Crucially, we should recognize compounded injustices within farming and rural communities. Only decades later is the US attempting to address lending discrimination against farmers of color, particularly Black farmers. They have lost most of their land in the past century and fought and won decades-long legal battles, yet the USDA continues to stall their due payments. In India, caste-oppressed farmers and farmworkers toiling on land owned by dominant-caste farmers have also shown their support to the farmers’ movement, despite their own state of dispossession and landlessness. While policy on agricultural wages or land reparations in either India or the US seem far from the negotiating table, we should maintain commitments to oppressed caste, race, and indigenous rural groups in our support of the present movement and larger goals of economic and environmental justice.

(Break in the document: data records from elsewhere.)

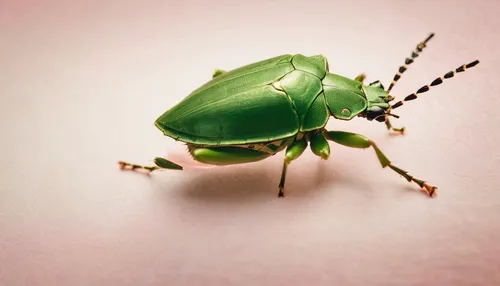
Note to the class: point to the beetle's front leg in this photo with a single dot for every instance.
(160, 163)
(360, 141)
(292, 152)
(360, 78)
(389, 127)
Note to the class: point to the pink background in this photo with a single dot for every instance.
(82, 81)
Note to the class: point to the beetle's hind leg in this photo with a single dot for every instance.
(160, 163)
(359, 141)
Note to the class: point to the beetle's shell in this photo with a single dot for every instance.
(252, 104)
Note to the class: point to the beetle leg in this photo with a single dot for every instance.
(161, 163)
(359, 141)
(217, 73)
(293, 151)
(360, 78)
(389, 127)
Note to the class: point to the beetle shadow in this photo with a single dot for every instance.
(259, 182)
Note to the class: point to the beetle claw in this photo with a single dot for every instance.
(431, 190)
(281, 194)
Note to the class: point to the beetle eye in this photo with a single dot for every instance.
(375, 113)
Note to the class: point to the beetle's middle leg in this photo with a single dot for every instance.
(160, 163)
(293, 151)
(359, 141)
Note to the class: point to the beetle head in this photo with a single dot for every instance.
(378, 102)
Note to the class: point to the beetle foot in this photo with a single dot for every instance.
(400, 131)
(431, 190)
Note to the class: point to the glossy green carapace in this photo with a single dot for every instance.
(255, 111)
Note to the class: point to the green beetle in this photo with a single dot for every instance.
(255, 111)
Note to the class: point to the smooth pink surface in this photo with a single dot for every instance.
(82, 81)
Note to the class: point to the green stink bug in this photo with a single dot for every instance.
(255, 111)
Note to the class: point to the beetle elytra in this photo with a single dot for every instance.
(283, 103)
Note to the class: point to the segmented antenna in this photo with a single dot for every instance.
(437, 81)
(408, 61)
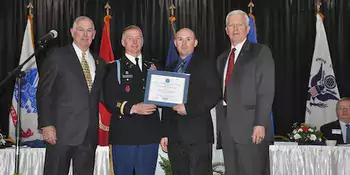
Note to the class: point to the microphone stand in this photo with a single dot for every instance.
(19, 74)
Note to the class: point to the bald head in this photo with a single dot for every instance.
(185, 42)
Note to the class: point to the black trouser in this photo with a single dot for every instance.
(58, 157)
(190, 159)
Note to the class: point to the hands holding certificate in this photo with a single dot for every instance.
(180, 109)
(143, 109)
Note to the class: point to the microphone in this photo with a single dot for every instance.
(49, 36)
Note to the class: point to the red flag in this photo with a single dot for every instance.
(106, 53)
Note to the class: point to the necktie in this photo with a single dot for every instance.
(137, 64)
(231, 63)
(181, 68)
(86, 71)
(347, 134)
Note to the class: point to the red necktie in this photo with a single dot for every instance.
(231, 63)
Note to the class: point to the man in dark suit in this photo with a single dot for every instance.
(340, 129)
(67, 98)
(135, 126)
(188, 128)
(247, 72)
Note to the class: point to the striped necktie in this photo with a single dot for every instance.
(181, 68)
(86, 71)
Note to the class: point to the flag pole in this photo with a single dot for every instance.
(172, 18)
(318, 8)
(19, 79)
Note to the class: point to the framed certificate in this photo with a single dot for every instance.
(166, 88)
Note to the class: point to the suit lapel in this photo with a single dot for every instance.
(193, 62)
(244, 57)
(222, 63)
(98, 74)
(339, 136)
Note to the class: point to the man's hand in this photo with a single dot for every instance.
(180, 109)
(143, 109)
(153, 67)
(258, 134)
(164, 144)
(49, 134)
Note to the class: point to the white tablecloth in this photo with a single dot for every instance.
(32, 161)
(309, 160)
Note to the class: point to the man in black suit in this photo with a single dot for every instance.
(135, 127)
(188, 128)
(67, 98)
(247, 79)
(340, 129)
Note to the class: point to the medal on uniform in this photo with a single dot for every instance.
(127, 88)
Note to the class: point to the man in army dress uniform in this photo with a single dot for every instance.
(135, 126)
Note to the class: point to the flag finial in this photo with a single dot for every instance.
(30, 7)
(172, 18)
(107, 7)
(251, 6)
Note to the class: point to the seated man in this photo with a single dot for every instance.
(340, 129)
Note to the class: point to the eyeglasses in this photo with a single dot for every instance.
(343, 108)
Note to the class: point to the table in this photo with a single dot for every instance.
(32, 161)
(309, 160)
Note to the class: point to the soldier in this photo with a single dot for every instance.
(135, 126)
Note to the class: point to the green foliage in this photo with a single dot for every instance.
(305, 133)
(165, 164)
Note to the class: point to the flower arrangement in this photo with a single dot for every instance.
(305, 133)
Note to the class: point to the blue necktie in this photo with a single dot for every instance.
(181, 68)
(347, 134)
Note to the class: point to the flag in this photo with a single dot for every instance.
(106, 53)
(172, 53)
(253, 38)
(29, 113)
(323, 92)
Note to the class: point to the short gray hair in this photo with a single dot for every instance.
(235, 12)
(82, 18)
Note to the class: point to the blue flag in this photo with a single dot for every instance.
(252, 38)
(172, 53)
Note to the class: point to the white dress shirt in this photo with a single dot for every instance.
(238, 50)
(132, 59)
(343, 130)
(89, 59)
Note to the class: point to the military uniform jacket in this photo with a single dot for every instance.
(120, 94)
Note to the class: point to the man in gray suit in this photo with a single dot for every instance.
(247, 72)
(67, 98)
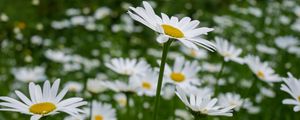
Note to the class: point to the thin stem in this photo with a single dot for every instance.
(127, 105)
(91, 105)
(160, 77)
(253, 85)
(219, 76)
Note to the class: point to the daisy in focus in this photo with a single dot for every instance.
(127, 66)
(292, 87)
(231, 99)
(146, 83)
(201, 106)
(43, 102)
(228, 51)
(261, 69)
(183, 73)
(184, 30)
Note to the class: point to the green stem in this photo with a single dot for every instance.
(127, 105)
(91, 105)
(218, 77)
(160, 77)
(253, 85)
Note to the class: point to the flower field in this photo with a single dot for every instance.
(149, 60)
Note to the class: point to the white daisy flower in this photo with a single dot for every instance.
(231, 99)
(204, 92)
(199, 54)
(26, 74)
(203, 105)
(261, 69)
(146, 83)
(184, 30)
(43, 102)
(128, 66)
(183, 73)
(74, 86)
(228, 51)
(286, 41)
(102, 111)
(292, 87)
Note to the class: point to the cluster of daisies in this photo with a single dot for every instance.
(138, 77)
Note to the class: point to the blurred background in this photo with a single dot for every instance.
(36, 33)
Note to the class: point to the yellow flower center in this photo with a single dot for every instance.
(172, 31)
(42, 108)
(122, 102)
(193, 53)
(146, 85)
(227, 54)
(99, 117)
(260, 74)
(178, 77)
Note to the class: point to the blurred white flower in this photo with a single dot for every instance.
(183, 114)
(121, 99)
(261, 69)
(43, 101)
(96, 86)
(184, 30)
(38, 40)
(292, 87)
(285, 42)
(267, 92)
(78, 20)
(103, 111)
(265, 49)
(126, 66)
(74, 86)
(203, 105)
(228, 51)
(102, 12)
(26, 74)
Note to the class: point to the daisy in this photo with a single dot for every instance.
(102, 111)
(228, 51)
(183, 73)
(231, 99)
(43, 102)
(261, 69)
(292, 87)
(74, 86)
(127, 66)
(286, 41)
(26, 74)
(146, 83)
(202, 106)
(184, 30)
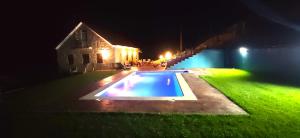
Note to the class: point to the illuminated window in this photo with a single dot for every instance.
(86, 58)
(99, 58)
(83, 35)
(71, 59)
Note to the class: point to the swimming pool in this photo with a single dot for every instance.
(159, 85)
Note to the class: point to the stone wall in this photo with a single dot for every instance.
(76, 46)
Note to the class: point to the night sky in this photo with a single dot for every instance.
(33, 29)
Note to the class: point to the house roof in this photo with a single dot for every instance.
(79, 25)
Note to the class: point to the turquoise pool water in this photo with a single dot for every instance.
(145, 84)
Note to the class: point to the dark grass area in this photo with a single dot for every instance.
(274, 112)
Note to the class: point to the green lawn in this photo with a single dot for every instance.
(274, 112)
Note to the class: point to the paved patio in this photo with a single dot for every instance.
(210, 101)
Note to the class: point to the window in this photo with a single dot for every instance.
(70, 59)
(86, 58)
(99, 58)
(83, 35)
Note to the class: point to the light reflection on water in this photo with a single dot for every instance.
(146, 84)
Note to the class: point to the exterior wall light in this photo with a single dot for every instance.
(168, 55)
(243, 51)
(105, 53)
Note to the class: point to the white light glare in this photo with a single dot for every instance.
(243, 51)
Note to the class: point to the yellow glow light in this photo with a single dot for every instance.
(168, 55)
(161, 56)
(129, 52)
(124, 52)
(105, 53)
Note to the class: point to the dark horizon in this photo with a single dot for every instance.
(36, 28)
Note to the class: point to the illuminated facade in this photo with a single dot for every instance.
(84, 50)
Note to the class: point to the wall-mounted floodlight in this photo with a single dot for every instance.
(243, 51)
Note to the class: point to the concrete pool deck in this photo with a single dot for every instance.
(210, 101)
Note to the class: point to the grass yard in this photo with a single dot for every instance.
(274, 112)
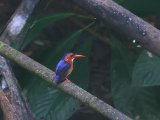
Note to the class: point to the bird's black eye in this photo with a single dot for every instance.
(72, 55)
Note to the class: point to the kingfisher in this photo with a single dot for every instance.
(65, 66)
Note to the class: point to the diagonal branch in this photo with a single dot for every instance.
(124, 23)
(20, 108)
(68, 87)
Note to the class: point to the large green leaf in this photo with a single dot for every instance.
(146, 70)
(49, 103)
(142, 103)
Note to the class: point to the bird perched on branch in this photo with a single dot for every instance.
(65, 66)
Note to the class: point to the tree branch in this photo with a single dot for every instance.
(68, 87)
(124, 23)
(20, 108)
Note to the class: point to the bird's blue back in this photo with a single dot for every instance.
(62, 70)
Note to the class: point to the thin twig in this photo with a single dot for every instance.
(68, 87)
(124, 23)
(21, 110)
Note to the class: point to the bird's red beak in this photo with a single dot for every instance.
(79, 56)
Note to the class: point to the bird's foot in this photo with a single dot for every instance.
(66, 80)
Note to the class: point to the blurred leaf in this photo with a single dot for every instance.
(141, 7)
(39, 23)
(141, 103)
(146, 70)
(49, 103)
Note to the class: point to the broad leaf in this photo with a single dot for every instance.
(49, 103)
(146, 70)
(138, 103)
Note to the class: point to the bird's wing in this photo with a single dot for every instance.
(62, 69)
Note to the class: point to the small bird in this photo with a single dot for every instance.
(65, 66)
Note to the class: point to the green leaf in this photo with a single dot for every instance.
(146, 70)
(49, 103)
(138, 103)
(141, 7)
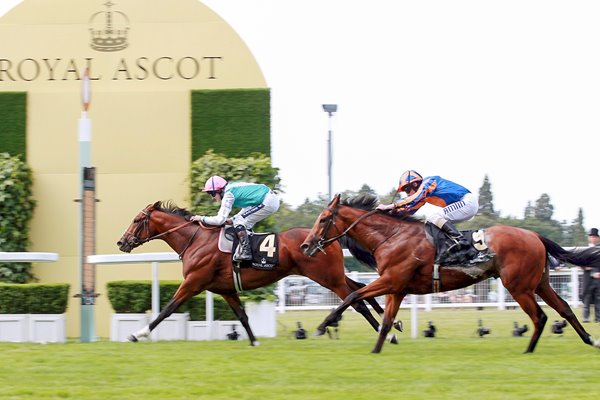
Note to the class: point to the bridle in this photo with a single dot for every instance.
(144, 225)
(323, 241)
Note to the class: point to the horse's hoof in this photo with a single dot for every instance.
(398, 326)
(319, 332)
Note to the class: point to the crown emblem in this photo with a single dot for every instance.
(109, 29)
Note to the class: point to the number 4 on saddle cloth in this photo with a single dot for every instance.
(477, 252)
(265, 248)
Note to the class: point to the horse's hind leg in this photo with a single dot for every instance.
(376, 307)
(527, 302)
(391, 309)
(236, 305)
(184, 292)
(545, 291)
(357, 285)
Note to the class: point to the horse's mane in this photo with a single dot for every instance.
(171, 208)
(369, 202)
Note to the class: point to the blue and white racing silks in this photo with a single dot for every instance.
(434, 190)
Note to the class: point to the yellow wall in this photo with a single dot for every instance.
(140, 119)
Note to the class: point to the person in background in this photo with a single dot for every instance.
(455, 202)
(257, 202)
(591, 283)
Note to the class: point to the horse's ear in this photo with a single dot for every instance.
(335, 201)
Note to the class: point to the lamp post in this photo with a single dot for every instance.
(329, 109)
(87, 221)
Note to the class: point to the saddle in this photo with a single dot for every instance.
(265, 248)
(477, 252)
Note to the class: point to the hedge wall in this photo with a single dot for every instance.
(13, 119)
(136, 297)
(34, 298)
(233, 122)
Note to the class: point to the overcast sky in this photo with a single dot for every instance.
(460, 89)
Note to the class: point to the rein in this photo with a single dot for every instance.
(178, 227)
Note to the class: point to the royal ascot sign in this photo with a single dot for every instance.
(58, 69)
(109, 34)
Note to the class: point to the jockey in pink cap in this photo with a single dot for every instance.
(257, 202)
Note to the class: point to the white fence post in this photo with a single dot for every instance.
(575, 287)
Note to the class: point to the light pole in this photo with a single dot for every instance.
(329, 109)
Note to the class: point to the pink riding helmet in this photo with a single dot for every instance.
(214, 184)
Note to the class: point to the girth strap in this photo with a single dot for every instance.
(237, 278)
(437, 284)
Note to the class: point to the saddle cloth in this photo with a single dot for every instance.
(265, 247)
(478, 251)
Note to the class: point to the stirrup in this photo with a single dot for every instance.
(242, 254)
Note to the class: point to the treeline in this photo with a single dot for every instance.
(536, 217)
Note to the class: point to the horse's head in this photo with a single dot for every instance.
(325, 223)
(139, 232)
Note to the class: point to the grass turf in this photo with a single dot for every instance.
(456, 364)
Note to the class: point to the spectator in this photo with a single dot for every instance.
(591, 283)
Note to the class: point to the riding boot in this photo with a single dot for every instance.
(244, 251)
(460, 242)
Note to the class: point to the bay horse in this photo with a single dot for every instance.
(398, 247)
(205, 267)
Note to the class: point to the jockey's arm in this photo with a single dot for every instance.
(224, 211)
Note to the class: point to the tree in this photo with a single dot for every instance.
(529, 211)
(543, 208)
(16, 211)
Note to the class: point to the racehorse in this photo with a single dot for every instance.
(205, 267)
(398, 247)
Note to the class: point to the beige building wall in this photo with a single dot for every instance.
(140, 114)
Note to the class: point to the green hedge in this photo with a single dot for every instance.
(234, 122)
(34, 298)
(16, 211)
(13, 118)
(136, 297)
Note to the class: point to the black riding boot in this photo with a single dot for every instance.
(244, 251)
(460, 242)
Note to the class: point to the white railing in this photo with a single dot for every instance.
(301, 293)
(9, 256)
(154, 259)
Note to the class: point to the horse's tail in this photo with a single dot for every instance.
(584, 256)
(359, 252)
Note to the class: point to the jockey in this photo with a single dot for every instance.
(256, 200)
(457, 203)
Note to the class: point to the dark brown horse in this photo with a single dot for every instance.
(404, 257)
(205, 267)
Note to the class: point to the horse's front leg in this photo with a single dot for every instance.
(236, 305)
(184, 292)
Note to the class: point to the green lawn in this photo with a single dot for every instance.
(456, 364)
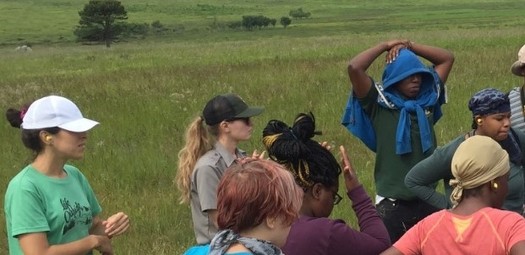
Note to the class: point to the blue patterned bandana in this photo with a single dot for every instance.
(225, 238)
(489, 101)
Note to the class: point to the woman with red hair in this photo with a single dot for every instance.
(258, 201)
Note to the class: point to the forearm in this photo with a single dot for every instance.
(420, 180)
(80, 247)
(363, 60)
(368, 219)
(441, 58)
(37, 244)
(97, 228)
(433, 54)
(358, 65)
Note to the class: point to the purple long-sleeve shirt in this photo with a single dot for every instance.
(311, 235)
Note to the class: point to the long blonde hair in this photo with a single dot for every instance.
(199, 139)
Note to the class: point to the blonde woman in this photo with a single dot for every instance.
(211, 147)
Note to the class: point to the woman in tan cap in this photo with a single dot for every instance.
(475, 224)
(490, 117)
(211, 147)
(517, 94)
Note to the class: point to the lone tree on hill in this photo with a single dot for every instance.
(99, 21)
(285, 21)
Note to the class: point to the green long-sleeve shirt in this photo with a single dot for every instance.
(422, 176)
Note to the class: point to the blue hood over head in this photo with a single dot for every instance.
(406, 64)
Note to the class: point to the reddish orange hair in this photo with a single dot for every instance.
(253, 191)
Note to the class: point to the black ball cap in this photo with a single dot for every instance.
(226, 107)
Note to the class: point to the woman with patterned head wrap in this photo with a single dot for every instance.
(490, 113)
(475, 224)
(317, 171)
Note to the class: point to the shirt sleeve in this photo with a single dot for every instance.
(207, 180)
(409, 243)
(27, 211)
(422, 177)
(90, 195)
(373, 237)
(516, 231)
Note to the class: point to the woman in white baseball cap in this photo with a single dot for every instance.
(49, 206)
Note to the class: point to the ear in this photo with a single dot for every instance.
(479, 120)
(317, 189)
(270, 222)
(493, 185)
(224, 126)
(45, 137)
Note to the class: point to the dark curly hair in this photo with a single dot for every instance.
(293, 147)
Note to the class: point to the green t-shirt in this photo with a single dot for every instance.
(63, 208)
(390, 168)
(438, 167)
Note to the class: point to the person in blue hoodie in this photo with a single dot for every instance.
(395, 119)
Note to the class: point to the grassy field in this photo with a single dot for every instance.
(145, 92)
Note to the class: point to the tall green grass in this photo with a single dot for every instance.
(145, 93)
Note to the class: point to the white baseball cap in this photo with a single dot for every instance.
(56, 111)
(517, 67)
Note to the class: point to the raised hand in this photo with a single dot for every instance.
(326, 145)
(393, 49)
(351, 180)
(116, 224)
(104, 245)
(256, 154)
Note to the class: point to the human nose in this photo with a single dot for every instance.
(506, 122)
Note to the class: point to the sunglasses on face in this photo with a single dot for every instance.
(246, 120)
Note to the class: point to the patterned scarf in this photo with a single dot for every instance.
(430, 96)
(225, 238)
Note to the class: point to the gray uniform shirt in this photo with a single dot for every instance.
(204, 181)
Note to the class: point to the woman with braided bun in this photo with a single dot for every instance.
(317, 171)
(475, 224)
(490, 117)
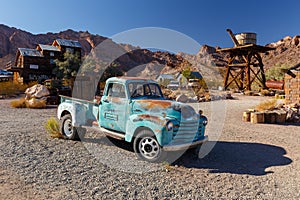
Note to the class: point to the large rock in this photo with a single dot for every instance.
(37, 91)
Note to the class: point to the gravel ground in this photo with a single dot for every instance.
(249, 161)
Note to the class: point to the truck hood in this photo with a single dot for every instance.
(163, 108)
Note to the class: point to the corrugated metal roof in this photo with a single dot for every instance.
(166, 76)
(30, 52)
(196, 74)
(48, 47)
(68, 43)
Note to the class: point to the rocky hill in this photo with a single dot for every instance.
(13, 38)
(287, 52)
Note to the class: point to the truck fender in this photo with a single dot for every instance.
(77, 111)
(137, 122)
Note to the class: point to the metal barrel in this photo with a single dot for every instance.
(246, 38)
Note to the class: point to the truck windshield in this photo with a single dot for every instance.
(146, 90)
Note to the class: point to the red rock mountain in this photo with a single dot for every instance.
(287, 51)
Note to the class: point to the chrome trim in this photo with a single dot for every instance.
(185, 146)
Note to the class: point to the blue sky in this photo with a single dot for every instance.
(204, 21)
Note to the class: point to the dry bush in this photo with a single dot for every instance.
(52, 128)
(267, 105)
(20, 103)
(36, 103)
(9, 89)
(265, 93)
(33, 103)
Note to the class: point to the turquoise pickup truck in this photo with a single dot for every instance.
(135, 110)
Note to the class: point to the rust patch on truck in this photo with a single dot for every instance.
(149, 104)
(151, 118)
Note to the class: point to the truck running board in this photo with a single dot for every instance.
(112, 134)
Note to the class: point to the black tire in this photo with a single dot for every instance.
(147, 148)
(68, 131)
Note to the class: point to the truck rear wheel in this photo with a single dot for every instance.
(147, 148)
(68, 130)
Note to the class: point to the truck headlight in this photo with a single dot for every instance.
(204, 120)
(169, 126)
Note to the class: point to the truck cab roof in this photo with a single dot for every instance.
(125, 79)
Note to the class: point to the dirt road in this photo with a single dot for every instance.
(249, 161)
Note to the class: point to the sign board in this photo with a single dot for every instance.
(33, 66)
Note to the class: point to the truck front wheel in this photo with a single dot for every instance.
(68, 130)
(147, 148)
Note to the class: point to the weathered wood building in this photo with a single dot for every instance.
(292, 85)
(38, 64)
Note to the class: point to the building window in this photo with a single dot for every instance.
(69, 50)
(31, 66)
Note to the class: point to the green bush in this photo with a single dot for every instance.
(276, 72)
(52, 128)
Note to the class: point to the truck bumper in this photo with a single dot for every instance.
(184, 146)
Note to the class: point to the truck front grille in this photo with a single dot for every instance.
(187, 132)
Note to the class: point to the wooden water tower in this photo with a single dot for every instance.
(245, 65)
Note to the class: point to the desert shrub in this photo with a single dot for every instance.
(33, 103)
(267, 105)
(19, 103)
(248, 93)
(265, 93)
(52, 128)
(36, 103)
(13, 88)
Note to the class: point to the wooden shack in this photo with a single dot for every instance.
(292, 87)
(38, 64)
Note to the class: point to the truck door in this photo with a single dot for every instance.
(114, 105)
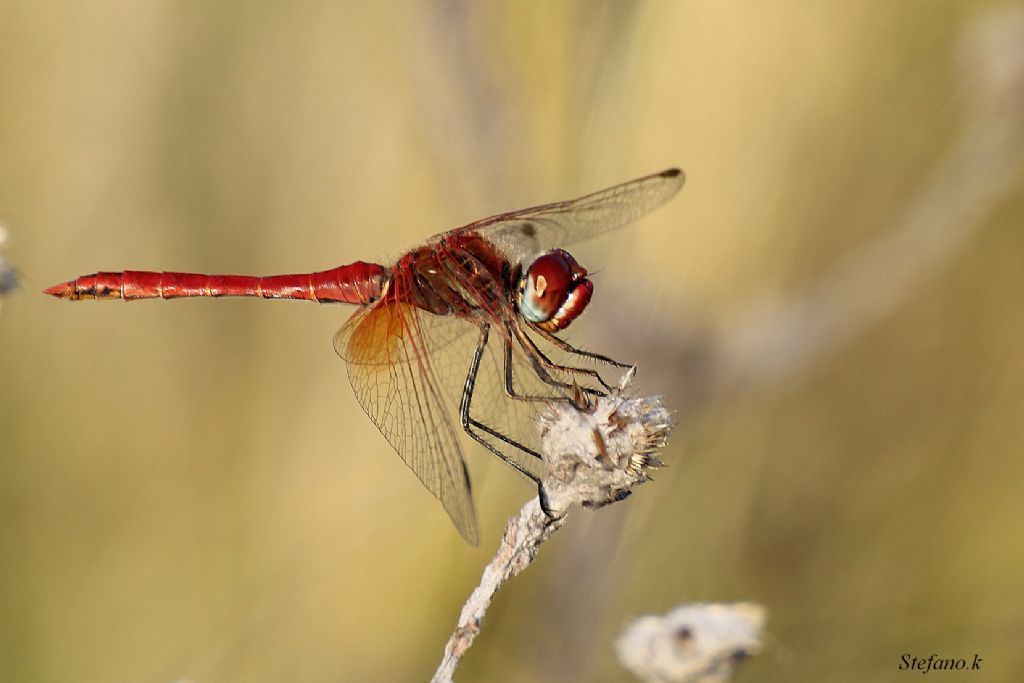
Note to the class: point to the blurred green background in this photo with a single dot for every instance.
(189, 491)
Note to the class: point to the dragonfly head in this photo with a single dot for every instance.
(554, 290)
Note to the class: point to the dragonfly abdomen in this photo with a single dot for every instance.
(357, 283)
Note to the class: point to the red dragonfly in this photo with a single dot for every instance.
(411, 355)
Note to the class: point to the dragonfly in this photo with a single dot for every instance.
(465, 325)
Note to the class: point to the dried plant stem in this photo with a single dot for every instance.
(596, 454)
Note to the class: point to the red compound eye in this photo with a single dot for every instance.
(554, 290)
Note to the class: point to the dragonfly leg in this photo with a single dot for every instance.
(538, 357)
(469, 424)
(569, 348)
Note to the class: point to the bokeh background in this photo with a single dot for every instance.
(832, 306)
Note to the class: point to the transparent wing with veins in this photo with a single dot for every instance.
(396, 383)
(527, 231)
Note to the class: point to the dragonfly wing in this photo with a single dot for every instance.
(396, 385)
(528, 231)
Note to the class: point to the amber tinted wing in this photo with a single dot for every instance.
(527, 231)
(396, 384)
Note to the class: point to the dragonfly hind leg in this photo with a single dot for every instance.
(469, 424)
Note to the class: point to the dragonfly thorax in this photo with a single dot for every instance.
(554, 290)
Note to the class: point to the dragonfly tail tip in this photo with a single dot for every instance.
(61, 291)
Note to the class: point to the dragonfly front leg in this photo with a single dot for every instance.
(569, 348)
(539, 358)
(469, 424)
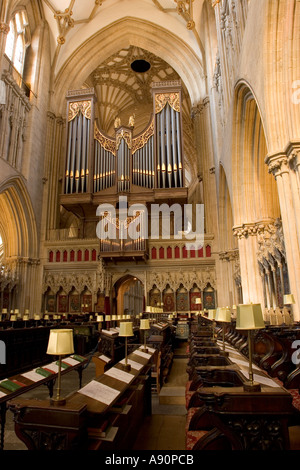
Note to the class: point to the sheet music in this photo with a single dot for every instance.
(134, 365)
(119, 375)
(104, 358)
(109, 332)
(52, 366)
(70, 361)
(99, 392)
(140, 353)
(32, 375)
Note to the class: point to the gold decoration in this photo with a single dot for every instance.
(105, 142)
(122, 223)
(161, 99)
(77, 106)
(127, 136)
(4, 28)
(141, 140)
(61, 40)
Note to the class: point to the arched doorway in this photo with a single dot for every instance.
(128, 296)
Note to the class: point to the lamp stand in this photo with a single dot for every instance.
(58, 400)
(145, 347)
(251, 386)
(224, 353)
(126, 366)
(213, 329)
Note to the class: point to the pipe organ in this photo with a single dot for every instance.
(105, 162)
(152, 160)
(77, 170)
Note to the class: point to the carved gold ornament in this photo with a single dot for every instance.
(123, 134)
(141, 140)
(161, 99)
(105, 142)
(80, 106)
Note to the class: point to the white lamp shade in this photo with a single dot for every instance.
(145, 325)
(126, 329)
(223, 314)
(212, 314)
(60, 342)
(288, 299)
(249, 317)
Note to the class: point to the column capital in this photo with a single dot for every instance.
(4, 28)
(245, 230)
(199, 108)
(277, 164)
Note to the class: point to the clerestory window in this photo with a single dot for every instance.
(16, 41)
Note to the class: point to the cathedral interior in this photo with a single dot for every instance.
(150, 182)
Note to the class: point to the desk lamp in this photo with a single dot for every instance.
(249, 317)
(211, 316)
(25, 318)
(99, 321)
(288, 299)
(126, 330)
(107, 321)
(60, 343)
(223, 315)
(144, 325)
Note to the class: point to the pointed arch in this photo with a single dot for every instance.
(123, 33)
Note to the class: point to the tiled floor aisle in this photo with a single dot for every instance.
(164, 430)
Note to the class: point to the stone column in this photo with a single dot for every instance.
(288, 193)
(205, 162)
(250, 273)
(227, 289)
(4, 29)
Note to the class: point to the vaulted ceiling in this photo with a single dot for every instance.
(120, 90)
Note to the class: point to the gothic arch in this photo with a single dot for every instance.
(227, 240)
(254, 191)
(282, 72)
(122, 33)
(18, 226)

After 378 days of protest and emerging successful, the farmers decided to leave the protest sites on December 11. As we in the US headed into holiday festivities, Indian farmers celebrated as well. Yet they continue to remain firm with their demands for a legal right to guaranteed crop prices and justice for the hundreds of martyrs. During a tumultuous pandemic, their victory is a hopeful sign for overturning right-wing governments that will seek a return to “normalcy” premised on degraded labor conditions, private capital, and state violence. The future is uncertain and 2022 promises new rounds of meetings between the farmers and the government. We should draw inspiration from the Indian farmers’ resolve and remain allied to their ongoing movement.